Module data.xmldata
ballerina/data.xmldata Ballerina library
Ballerina XML Data Library
The Ballerina XML Data Library is a comprehensive toolkit designed to facilitate the handling and manipulation of XML data within Ballerina applications. It streamlines the process of converting XML data to native Ballerina data types, enabling developers to work with XML content seamlessly and efficiently.
This library is the refined successor of the ballerina/xmldata
module, incorporating enhanced functionalities and improved performance.
Features
- Versatile XML Data Input: Accept XML data as a xml, a string, byte array, or a stream and convert it into a Record value.
- XML to Record Value Conversion: Transform XML data into Ballerina records with ease in compliance with OpenAPI 3 standards.
- Projection Support: Perform selective conversion of XML data subsets into Record values through projection.
Usage
Converting an XML value to a Record value
To convert an XML value to a Record value, you can utilize the parseAsType
function provided by the library. The example below showcases the transformation of an XML value into a Record value.
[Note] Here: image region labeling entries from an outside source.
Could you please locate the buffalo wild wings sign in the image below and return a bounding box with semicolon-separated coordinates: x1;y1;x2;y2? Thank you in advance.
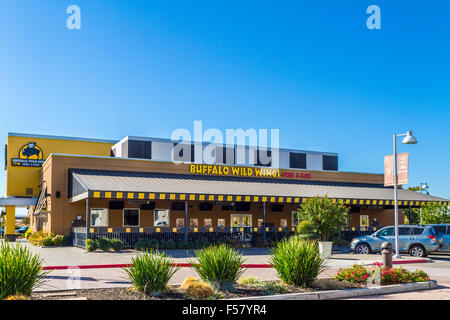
189;164;311;179
11;142;45;167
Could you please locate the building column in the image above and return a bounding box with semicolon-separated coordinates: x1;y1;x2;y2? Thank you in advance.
184;201;189;241
86;198;90;239
263;202;266;241
5;206;16;239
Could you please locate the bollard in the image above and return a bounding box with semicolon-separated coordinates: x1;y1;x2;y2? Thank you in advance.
381;242;392;268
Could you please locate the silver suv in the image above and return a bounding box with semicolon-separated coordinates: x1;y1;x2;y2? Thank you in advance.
350;225;439;257
427;223;450;252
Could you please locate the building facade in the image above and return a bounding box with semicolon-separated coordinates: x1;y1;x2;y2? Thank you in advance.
0;134;446;245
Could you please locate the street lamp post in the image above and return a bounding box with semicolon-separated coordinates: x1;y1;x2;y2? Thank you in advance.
394;131;417;258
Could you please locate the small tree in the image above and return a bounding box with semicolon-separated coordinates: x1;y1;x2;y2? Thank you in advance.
298;196;349;241
422;202;450;224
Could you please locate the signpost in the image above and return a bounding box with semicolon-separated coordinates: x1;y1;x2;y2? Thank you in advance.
384;152;409;187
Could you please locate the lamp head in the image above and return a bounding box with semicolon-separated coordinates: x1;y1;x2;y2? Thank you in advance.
402;131;417;144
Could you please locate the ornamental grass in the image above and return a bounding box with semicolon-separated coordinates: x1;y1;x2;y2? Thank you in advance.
125;251;179;295
0;242;49;300
270;236;325;287
189;244;245;291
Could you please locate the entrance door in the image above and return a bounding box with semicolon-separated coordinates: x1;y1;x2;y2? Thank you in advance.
230;214;252;242
231;214;252;228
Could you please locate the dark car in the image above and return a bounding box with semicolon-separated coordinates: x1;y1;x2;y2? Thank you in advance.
16;227;29;233
427;223;450;253
351;225;439;257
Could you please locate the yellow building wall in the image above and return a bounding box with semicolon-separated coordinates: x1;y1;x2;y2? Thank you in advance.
6;135;114;197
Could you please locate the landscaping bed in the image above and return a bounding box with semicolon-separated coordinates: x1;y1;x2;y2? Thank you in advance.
31;278;365;300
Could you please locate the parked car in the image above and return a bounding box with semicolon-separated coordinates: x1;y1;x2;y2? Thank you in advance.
427;223;450;252
350;225;439;257
16;227;29;233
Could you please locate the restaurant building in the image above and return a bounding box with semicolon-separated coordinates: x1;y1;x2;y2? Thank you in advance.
0;133;447;245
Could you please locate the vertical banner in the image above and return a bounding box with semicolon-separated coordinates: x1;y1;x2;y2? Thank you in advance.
384;152;409;186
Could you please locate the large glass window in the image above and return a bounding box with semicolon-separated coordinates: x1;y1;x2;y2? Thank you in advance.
91;208;109;227
154;209;170;227
377;227;394;237
123;209;139;227
289;152;306;169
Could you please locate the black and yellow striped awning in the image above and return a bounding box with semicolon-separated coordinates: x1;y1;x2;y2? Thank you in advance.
69;169;448;206
89;191;448;207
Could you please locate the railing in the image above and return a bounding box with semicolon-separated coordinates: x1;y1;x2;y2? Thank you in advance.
71;227;295;248
339;226;383;241
71;226;381;248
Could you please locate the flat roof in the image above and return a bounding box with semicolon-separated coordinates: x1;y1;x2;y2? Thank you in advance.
71;169;447;206
8;132;117;144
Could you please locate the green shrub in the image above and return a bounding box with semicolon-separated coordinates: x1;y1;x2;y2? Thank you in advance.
271;236;325;287
97;238;111;251
86;239;98;252
53;235;67;246
177;240;189;249
28;230;52;246
263;281;288;294
0;242;48;300
125;251;179;294
189;244;244;290
110;238;123;251
147;239;160;250
134;240;148;251
166;239;177;250
159;239;167;250
42;237;53;247
334;264;371;283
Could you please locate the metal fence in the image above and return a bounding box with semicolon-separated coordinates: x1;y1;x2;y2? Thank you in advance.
71;226;381;248
71;227;295;248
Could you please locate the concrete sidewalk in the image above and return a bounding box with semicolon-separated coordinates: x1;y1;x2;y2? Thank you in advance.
27;244;429;267
27;244;434;291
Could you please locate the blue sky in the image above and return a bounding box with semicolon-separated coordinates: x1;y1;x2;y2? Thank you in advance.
0;0;450;208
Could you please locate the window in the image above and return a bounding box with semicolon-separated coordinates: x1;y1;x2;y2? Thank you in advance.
398;227;411;236
153;209;170;227
217;219;225;228
323;155;338;171
173;143;194;162
123;209;139;227
172;202;185;211
222;203;234;211
109;201;124;210
91;209;109;227
141;202;155;210
270;203;284;212
359;215;369;227
203;218;212;228
289;152;306;169
256;149;272;167
377;227;394;237
199;202;213;211
176;218;184;229
235;202;251;211
191;219;198;228
433;226;446;234
291;211;299;227
258;219;264;228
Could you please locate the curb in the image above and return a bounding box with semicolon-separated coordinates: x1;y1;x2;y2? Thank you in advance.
363;259;431;266
227;280;438;300
42;263;273;270
42;259;430;270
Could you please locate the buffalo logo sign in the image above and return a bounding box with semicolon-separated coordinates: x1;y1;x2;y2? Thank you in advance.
12;142;45;167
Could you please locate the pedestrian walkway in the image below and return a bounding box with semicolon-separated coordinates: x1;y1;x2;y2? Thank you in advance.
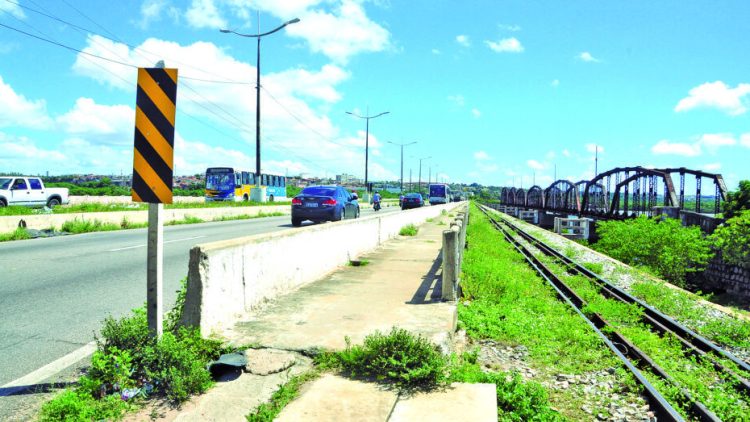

import ballerina/data.xmldata; import ballerina/io; public function main() returns error? { xml data = xml `<book> <id>0</id> <title>string</title> <author>string</author> </book>`; Book book = check xmldata:parseAsType(data); io:println(book); } type Book record { int id; string title; string author; };
Converting an external XML document to a Record value
For transforming XML content from an external source into a Record value, the parseString
, parseBytes
, parseStream
functions can be used. This external source can be in the form of a string or a byte array/byte-block-stream that houses the XML data. This is commonly extracted from files or network sockets. The example below demonstrates the conversion of an XML value from an external source into a Record value.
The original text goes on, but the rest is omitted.